52 Notwithstanding this concession on the part of the Trustee I am not persuaded that the Trustee was in breach of its duty. The history which I have outlined shows the Trustee was endeavouring to put itself into a situation of being able to make a decision. The relevant date for considering whether an obligation to retire under clause 37.1 has arisen is the date when the Manager issued the notice calling on the Trustee to retire. By that date, the administrators had been appointed for 30 days, and they had been seeking to come to grips with the quite difficult problem which they needed to solve concerning whether this project should continue or not. It seems to me that, even though at a later date - by which I mean by its letter of 5 November - the Trustee gave some indication that it might not make a decision on this topic, that was not the situation at the relevant date.

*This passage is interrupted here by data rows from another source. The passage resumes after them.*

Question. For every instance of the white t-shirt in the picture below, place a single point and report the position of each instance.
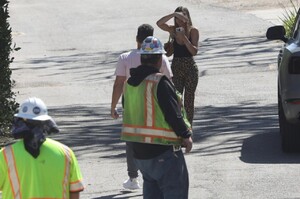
(132, 59)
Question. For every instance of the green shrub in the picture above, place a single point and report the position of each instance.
(8, 105)
(289, 17)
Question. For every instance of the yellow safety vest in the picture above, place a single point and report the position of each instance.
(143, 119)
(53, 174)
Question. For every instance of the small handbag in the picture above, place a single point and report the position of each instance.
(168, 46)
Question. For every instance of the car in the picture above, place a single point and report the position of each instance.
(288, 85)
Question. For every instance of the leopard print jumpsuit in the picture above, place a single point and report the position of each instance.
(185, 77)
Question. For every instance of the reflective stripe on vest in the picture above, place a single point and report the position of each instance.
(14, 178)
(68, 158)
(150, 132)
(12, 172)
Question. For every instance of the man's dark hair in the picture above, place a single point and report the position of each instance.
(150, 59)
(144, 31)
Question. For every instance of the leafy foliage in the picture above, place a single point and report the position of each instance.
(8, 105)
(289, 17)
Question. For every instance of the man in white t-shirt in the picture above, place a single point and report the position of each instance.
(126, 61)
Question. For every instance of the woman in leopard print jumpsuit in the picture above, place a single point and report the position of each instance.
(185, 70)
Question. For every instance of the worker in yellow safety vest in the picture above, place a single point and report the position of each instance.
(153, 120)
(35, 166)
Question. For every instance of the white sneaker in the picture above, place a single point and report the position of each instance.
(131, 183)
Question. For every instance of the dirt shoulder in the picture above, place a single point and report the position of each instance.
(246, 4)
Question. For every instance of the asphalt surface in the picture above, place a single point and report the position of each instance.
(69, 51)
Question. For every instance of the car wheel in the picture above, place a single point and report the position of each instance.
(289, 132)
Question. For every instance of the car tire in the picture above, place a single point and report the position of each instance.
(289, 133)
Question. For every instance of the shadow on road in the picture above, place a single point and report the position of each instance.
(250, 129)
(121, 195)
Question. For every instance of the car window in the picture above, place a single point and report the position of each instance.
(296, 31)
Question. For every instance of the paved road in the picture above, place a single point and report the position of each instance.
(70, 48)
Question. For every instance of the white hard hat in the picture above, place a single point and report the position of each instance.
(152, 45)
(34, 109)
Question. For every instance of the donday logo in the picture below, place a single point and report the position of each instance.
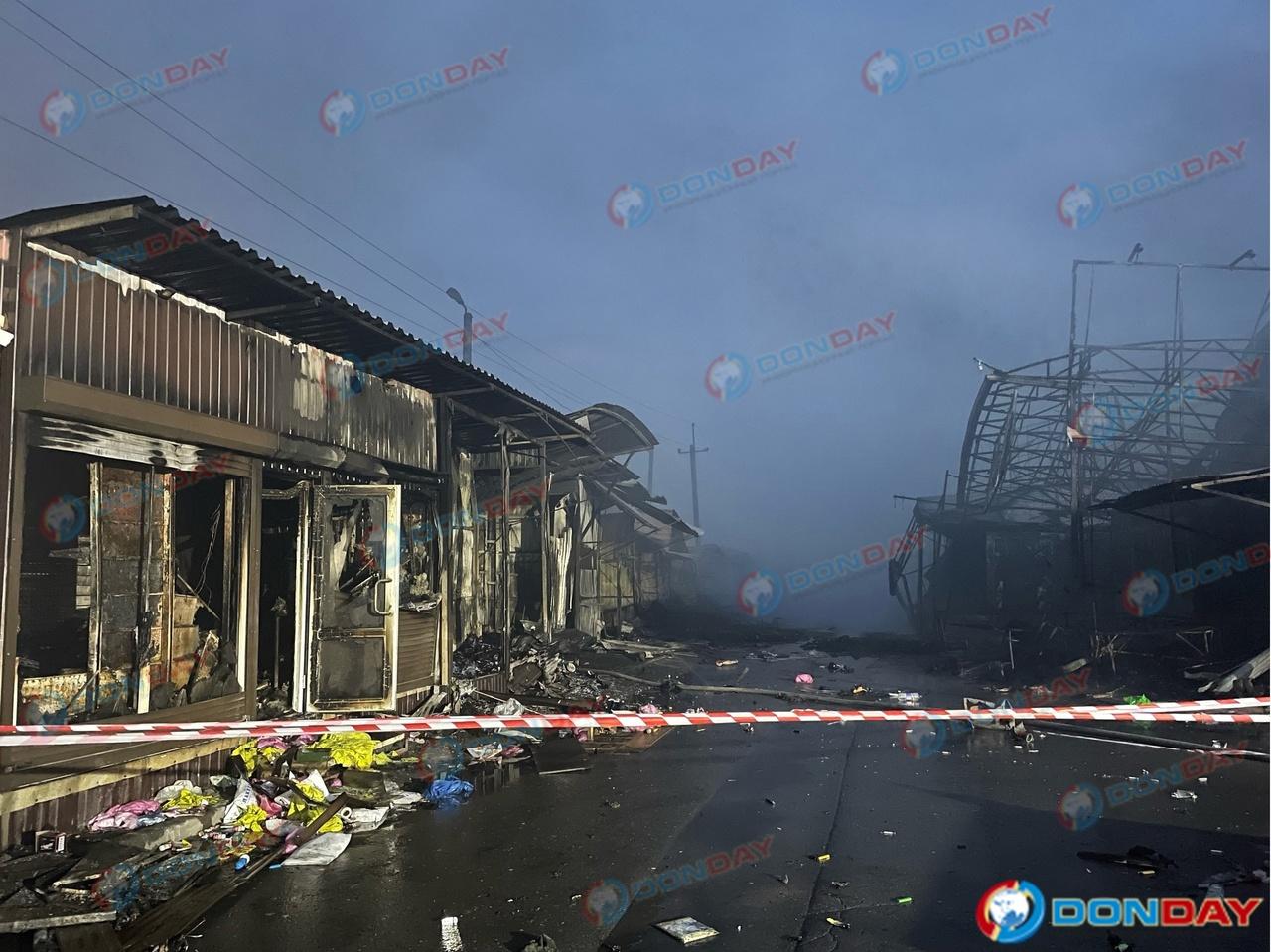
(727, 376)
(1145, 594)
(605, 901)
(63, 112)
(64, 519)
(631, 204)
(44, 284)
(1080, 807)
(342, 112)
(759, 593)
(1011, 911)
(1079, 204)
(884, 72)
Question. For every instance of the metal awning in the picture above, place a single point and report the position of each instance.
(255, 291)
(1244, 485)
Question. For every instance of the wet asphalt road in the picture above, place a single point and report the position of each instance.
(983, 810)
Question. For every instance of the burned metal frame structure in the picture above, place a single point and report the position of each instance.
(1048, 441)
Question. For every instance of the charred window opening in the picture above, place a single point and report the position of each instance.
(130, 589)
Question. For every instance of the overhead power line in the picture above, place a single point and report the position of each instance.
(316, 207)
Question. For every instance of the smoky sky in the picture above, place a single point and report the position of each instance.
(935, 201)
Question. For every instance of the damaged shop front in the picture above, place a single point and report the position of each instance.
(611, 547)
(210, 513)
(214, 512)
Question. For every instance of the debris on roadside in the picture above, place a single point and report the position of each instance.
(450, 938)
(1144, 860)
(686, 929)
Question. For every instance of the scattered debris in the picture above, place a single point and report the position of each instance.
(1142, 858)
(688, 930)
(450, 939)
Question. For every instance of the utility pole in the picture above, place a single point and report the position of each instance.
(693, 472)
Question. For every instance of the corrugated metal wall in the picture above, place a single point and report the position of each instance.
(73, 811)
(102, 332)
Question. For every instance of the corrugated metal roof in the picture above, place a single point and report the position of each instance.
(258, 291)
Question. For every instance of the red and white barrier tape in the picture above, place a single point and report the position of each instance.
(1195, 711)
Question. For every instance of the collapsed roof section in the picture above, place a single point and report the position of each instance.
(1050, 444)
(1126, 417)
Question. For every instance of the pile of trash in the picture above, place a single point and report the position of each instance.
(476, 657)
(282, 801)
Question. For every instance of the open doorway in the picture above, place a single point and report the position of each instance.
(284, 597)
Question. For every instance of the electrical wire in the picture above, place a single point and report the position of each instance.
(310, 204)
(504, 359)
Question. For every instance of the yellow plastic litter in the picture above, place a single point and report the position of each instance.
(249, 753)
(189, 799)
(305, 812)
(253, 819)
(353, 748)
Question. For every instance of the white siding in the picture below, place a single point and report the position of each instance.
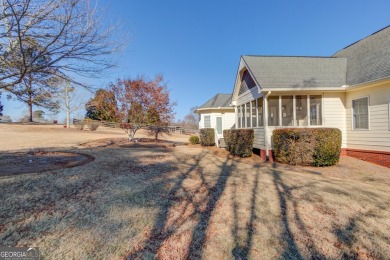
(377, 137)
(248, 96)
(334, 113)
(228, 118)
(259, 138)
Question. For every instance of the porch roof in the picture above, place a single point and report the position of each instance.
(289, 72)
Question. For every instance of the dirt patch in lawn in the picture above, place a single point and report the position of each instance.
(254, 159)
(125, 143)
(40, 161)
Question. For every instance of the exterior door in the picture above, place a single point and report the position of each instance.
(219, 127)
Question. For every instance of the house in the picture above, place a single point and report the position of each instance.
(217, 113)
(349, 90)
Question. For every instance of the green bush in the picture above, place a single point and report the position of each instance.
(194, 139)
(307, 146)
(207, 136)
(239, 142)
(92, 125)
(79, 125)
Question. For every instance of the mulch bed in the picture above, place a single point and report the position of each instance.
(40, 161)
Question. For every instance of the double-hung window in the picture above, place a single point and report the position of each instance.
(207, 123)
(360, 113)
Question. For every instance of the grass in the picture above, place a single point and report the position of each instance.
(187, 203)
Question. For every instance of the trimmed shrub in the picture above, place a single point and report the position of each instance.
(239, 142)
(79, 125)
(207, 136)
(194, 139)
(307, 146)
(92, 125)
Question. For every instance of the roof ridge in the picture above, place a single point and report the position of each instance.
(384, 28)
(286, 56)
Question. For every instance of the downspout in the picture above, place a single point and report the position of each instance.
(266, 125)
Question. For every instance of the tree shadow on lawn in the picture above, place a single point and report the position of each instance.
(169, 200)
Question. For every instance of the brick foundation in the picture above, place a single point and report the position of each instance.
(263, 155)
(377, 157)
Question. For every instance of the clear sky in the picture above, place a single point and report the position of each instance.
(197, 44)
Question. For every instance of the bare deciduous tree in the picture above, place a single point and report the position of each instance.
(70, 32)
(143, 103)
(70, 100)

53 I note that the Manager has also submitted that there has been an effective retirement, even if it is in breach of the strict provisions of the deed. This submission is put by analogy with cases such as Automatic Fire Sprinklers Pty Ltd v Watson (1946) 72 CLR 435.
54 In the circumstances, it is not necessary for me to express a view concerning this matter.
55 The Manager and the Trustee also submitted that there would be no utility in granting a declaration about whether the retirement had been effectively carried out. I disagree. In my view, particularly because of the provisions of clause 46.4, it is important to know precisely when it is that the project shall terminate.
56 I grant leave under s 471B Corporations Act for the plaintiff to bring these proceedings.
57 I declare that the Trustee has effectively retired. Notwithstanding that the trustee purported to retire with effect from midnight on 27 October 2002, I do not see how that could have been done, when the Trustee had made no decision to retire, and had not communicated it.
58 I declare the retirement of the Trustee was effective from 5 November 2002.
59 The defendant seeks costs of the proceedings. The plaintiff opposes that, on the ground that by the letter of 5 November 2002 the administrators doubted that the circumstances were within the contemplation of 37.1(a) and relied expressly on clause 37.1(b), and also perhaps clause 37.1(d).
60 In my view, that is not a relevant situation. When they have retired, their retirement is effective regardless of the reasons that they give for it. Further, the case for the defendants was presented on the basis of relying on both clause 37.1(a) and 37.1(b).
61 I order the plaintiff to pay the costs of the defendants.